最高院的司法裁判规则从原先2015年的“亚环案”到2019年的“本田案”发生了一些调整。“亚环案”一、二审在浙江,最高院再审改判认为涉外定牌加工方使用被诉标识的行为属于非商标性使用,不构成侵权。当时我们确实也比较疑惑,如果商品全部出口不在境内流通就是非商标性使用,那么在非涉外定牌加工案件中也会有商品全部出口的情况,那不也属于非商标性使用了?还有在商标行政撤三案件中的涉外定牌使用行为,是不是也不构成商标性使用了?所以总体感觉,如果以非商标性使用为由认定涉外定牌加工不侵权,在整个商标法体系中很难达到逻辑自洽。此外,更重要的是,涉外定牌加工案件的类型和场景很多,从注册和使用先后进行简单区分,可以分为国内权利人涉嫌抢注的情况,国外权利人涉嫌抢注情况,还有不存在抢注的偶发的标识相同相似情况。(当然“抢注”不是一个法定概念,这里只是为了表述的方便)如果以非商标性使用为由认定涉外定牌加工不侵权,容易导致法律适用上的僵化,变成“一刀切”都不构成侵权的后果。也正是为了解决这个问题,之前有从商标侵权的混淆误认要件和加工方合理注意义务的角度认定是否构成侵权,以区分个案的不同情况。
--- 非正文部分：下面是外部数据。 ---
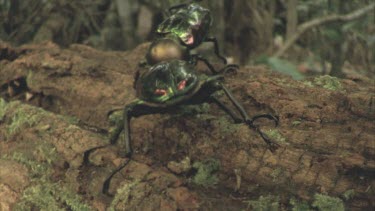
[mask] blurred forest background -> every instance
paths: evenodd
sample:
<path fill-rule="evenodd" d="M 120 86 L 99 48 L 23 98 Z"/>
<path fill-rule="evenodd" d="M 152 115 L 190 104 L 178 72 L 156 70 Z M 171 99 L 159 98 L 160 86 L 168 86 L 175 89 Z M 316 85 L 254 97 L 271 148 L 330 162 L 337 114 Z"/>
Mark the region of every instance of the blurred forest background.
<path fill-rule="evenodd" d="M 129 50 L 150 41 L 171 5 L 187 0 L 0 0 L 0 40 Z M 372 0 L 206 0 L 211 34 L 231 61 L 296 79 L 375 78 Z M 204 51 L 211 46 L 202 46 Z M 213 57 L 215 59 L 215 57 Z"/>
最高院在“本田案”里对非商标性使用的态度发生了变化,尤其认为不能因系涉外定牌加工就认定不属于商标性使用,不能把某种贸易方式简单地固化为不侵权的例外。这也为我们后续针对个案具体情况进行认定处理留下了空间。此外,最高院在“本田案”中还明确论述了混淆可能性的问题,认为商品运输等环节的经营者存在接触的可能性,被诉侵权商品存在回流国内市场的可能性,中国消费者出国旅游和消费对也存在接触商品的可能性,因此,被诉侵权行为亦具有造成相关公众混淆和误认的可能性。
二、浙江法院:从“容大案”到“劳士顿案”
浙江外贸经济发达,浙江法院在长期审理涉外定牌加工案件过程中也形成了一些自己的思考和经验。“容大案”发生在“亚环案”被改判不侵权之后,但我们审理中经过慎重考虑仍然认定构成侵权,主要原因是“荣大案”存在国外权利人抢注的情况,与“亚环案”情况并不相同。在该案中,国外商标权人是墨西哥DAVASA公司,该公司在注册其国外商标之前就与国内商标权人有过交易往来,加工方使用的被诉标识与DAVASA公司在墨西哥注册的权利商标有细微区别,但与原告在国内在先注册并使用的商标形态一模一样。审理这个案子,是在司法主流意见认为涉外定牌加工不构成侵权的大环境下,但我们最终仍以属于商标性使用,且商品销往同一个国外市场,客观上会导致国内商标权人利益受到“实质损害”为由认定侵权。
这里的“实质损害”也是一个非常有争议的问题。首先涉及混淆要件如何理解,尤其是商标侵权里的混淆是否必须发生在境内或者说必须导致境内公众混淆?有观点认为混淆要件的地域范围应与商标权地域性保持一致,但我个人认为,这与商标权的地域性是两个问题,两者并不等同。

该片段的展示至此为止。